Wednesday, 31 March 2010

Child Care (Amendment) Bill 2009: Committee Stage.

 

1:00 am

Photo of Alex WhiteAlex White (Labour)

I move amendment No.12:

In page 44, between lines 39 and 40, to insert the following subsections:

"(2) Regard shall be had to the views of the child, having regard to the child's age and understanding, prior to taking steps under this section.

(3) Regard shall be had to the views of any parent of the child prior to taking steps under this section, and save where such steps are urgent, the court shall give such directions as are appropriate where the Health Service Executive proposes to take steps to which the parents do not consent.".

We discussed earlier the issue of consultation where the HSE had to make a determination that a child required special care. In this section, we are dealing with instances where the child is already in special care. The extent to which there should be consultation with the child and the parent is the subject matter of these amendments.

There is a list of things the HSE is required to do under the Bill in these instances. The list seems to be reasonable and is the sort of thing we would expect from a set of procedures. The list codifies the regime that should exist. Our amendment requires that the views of the child who is the subject of the special care order should be taken into account when taking any steps under this section. This is entirely consistent with the debate we have had on amending the Constitution to provide for enhanced children's rights. All parties were keen to include a provision in our report that, where practical, the views of the child should be taken into account. If there are any circumstances in which the views of the child should be taken into account, then it is where the child is subject of a special care order. The suggestion that the views of the child should be taken into account almost seems to speak for itself. In case there is concern about the child's age or maturity, we have included a provision that regard shall be had to the child's age and understanding. If this amendment were accepted, the HSE would be entitled to have regard to the child's maturity and understanding in the circumstances.

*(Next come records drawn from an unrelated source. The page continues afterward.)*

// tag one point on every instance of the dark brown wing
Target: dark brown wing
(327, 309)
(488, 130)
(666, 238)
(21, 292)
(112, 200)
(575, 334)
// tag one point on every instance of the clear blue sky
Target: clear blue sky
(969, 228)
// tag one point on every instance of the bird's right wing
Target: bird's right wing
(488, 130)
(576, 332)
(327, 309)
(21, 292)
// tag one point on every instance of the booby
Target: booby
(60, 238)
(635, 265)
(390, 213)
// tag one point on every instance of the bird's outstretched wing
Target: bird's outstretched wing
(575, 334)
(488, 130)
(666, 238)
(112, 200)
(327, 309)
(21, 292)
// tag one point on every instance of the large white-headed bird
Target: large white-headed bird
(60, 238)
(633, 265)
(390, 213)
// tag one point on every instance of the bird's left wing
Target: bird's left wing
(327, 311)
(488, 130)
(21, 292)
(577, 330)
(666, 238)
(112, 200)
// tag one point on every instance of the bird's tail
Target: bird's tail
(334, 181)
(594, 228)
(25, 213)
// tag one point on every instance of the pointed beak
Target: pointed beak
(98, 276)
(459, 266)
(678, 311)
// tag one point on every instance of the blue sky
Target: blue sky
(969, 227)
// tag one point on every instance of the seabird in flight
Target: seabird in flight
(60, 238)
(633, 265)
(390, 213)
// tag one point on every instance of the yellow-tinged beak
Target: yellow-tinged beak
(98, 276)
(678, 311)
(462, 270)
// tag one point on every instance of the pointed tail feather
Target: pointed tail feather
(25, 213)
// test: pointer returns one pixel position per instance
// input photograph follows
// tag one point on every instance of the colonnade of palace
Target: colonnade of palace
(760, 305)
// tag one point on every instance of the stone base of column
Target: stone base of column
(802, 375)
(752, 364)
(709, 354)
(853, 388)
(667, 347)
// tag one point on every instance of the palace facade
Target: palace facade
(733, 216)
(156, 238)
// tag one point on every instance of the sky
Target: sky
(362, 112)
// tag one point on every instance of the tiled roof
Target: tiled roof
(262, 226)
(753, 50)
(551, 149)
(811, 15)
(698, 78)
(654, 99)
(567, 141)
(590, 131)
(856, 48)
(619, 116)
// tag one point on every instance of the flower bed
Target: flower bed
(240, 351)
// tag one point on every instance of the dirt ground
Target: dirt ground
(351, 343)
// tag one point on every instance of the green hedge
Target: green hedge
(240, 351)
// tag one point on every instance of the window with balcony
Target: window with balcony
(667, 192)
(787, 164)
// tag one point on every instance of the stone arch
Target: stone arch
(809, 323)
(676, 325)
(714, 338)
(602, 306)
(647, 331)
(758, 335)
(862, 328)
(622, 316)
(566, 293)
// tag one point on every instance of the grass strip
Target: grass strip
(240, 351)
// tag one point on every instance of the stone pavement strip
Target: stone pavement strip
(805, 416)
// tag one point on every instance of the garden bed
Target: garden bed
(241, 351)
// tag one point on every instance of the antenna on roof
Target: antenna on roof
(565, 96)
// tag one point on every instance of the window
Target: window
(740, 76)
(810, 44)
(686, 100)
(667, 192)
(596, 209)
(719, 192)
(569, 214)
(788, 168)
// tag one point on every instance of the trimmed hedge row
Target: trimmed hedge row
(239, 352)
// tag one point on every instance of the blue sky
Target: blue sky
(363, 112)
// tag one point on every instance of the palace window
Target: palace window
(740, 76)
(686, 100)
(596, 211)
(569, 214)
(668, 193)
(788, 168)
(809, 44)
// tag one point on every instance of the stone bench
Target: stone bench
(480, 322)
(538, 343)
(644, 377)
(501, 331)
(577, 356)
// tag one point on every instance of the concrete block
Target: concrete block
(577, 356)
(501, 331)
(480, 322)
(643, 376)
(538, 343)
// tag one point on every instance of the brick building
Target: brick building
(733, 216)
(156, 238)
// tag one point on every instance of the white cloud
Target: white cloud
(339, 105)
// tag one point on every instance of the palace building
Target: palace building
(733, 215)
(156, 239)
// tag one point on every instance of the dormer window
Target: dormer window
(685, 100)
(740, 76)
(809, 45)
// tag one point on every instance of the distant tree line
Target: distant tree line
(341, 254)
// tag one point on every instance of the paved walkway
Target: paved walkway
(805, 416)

The second pillar is that regard should be had to the views of any parent of the child prior to taking steps under the section. I emphasise the word "regard". There is no suggestion of a veto or that the views expressed by the parent would have to prevail but that they should be taken into account prior to taking any steps. Again, to provide comfort to those who feel it might be necessary to take urgent action, there is an exception by the inclusion in the amendment of the wording "save where such steps are urgent, the court shall give such directions as are appropriate where the Health Service Executive proposes to take steps to which the parents do not consent".

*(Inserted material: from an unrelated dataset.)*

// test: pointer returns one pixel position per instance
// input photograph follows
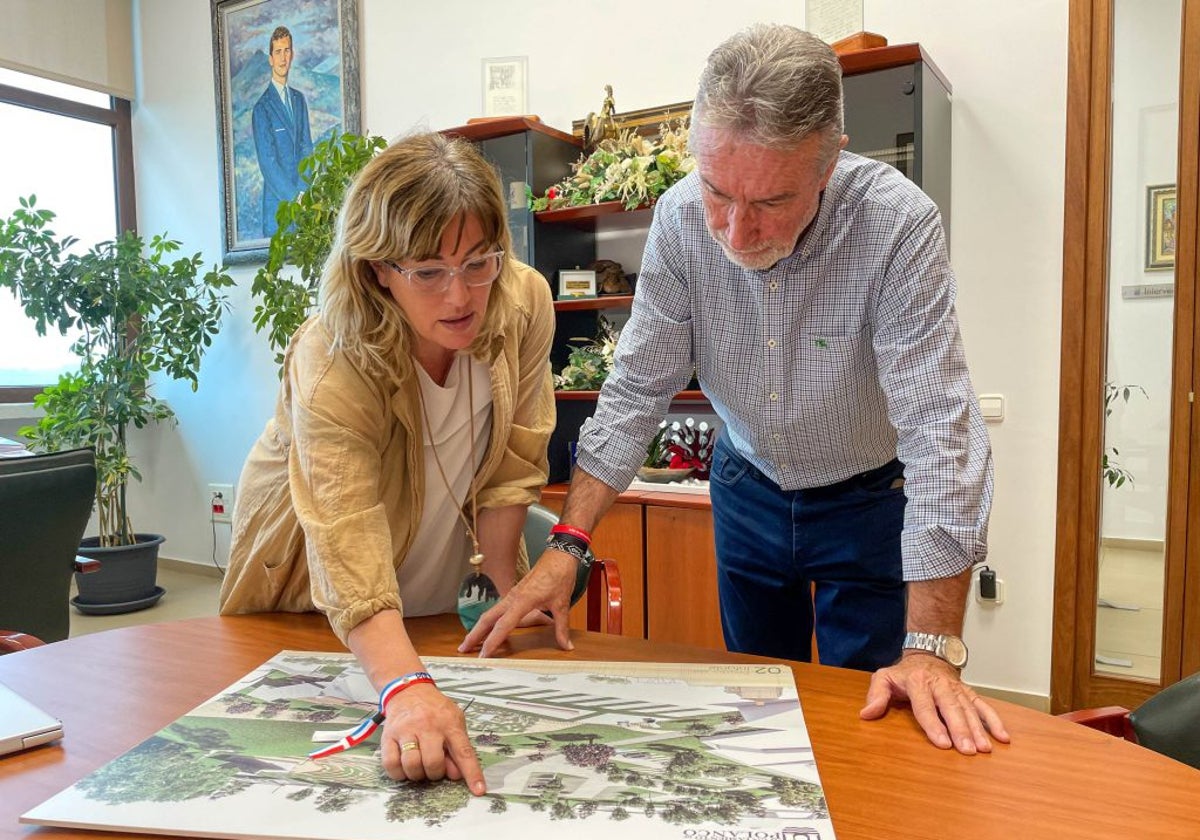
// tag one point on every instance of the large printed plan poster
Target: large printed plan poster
(574, 749)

Representatives of Barnardos made the point to me that where a child is taken into care, we do not want, unwittingly or unnecessarily, to rupture any connection that may still exist between the child and its parent or parents. There is often a dislocation problem in these situations whereby the child has become removed from its parents and there is a dysfunctional relationship or none at all. In so far as there is a relationship or the possibility of a future relationship, it is important it is maintained and that no steps be taken that would have the effect of rupturing any fledgling relationship. In these circumstances, I commend the amendments to the House.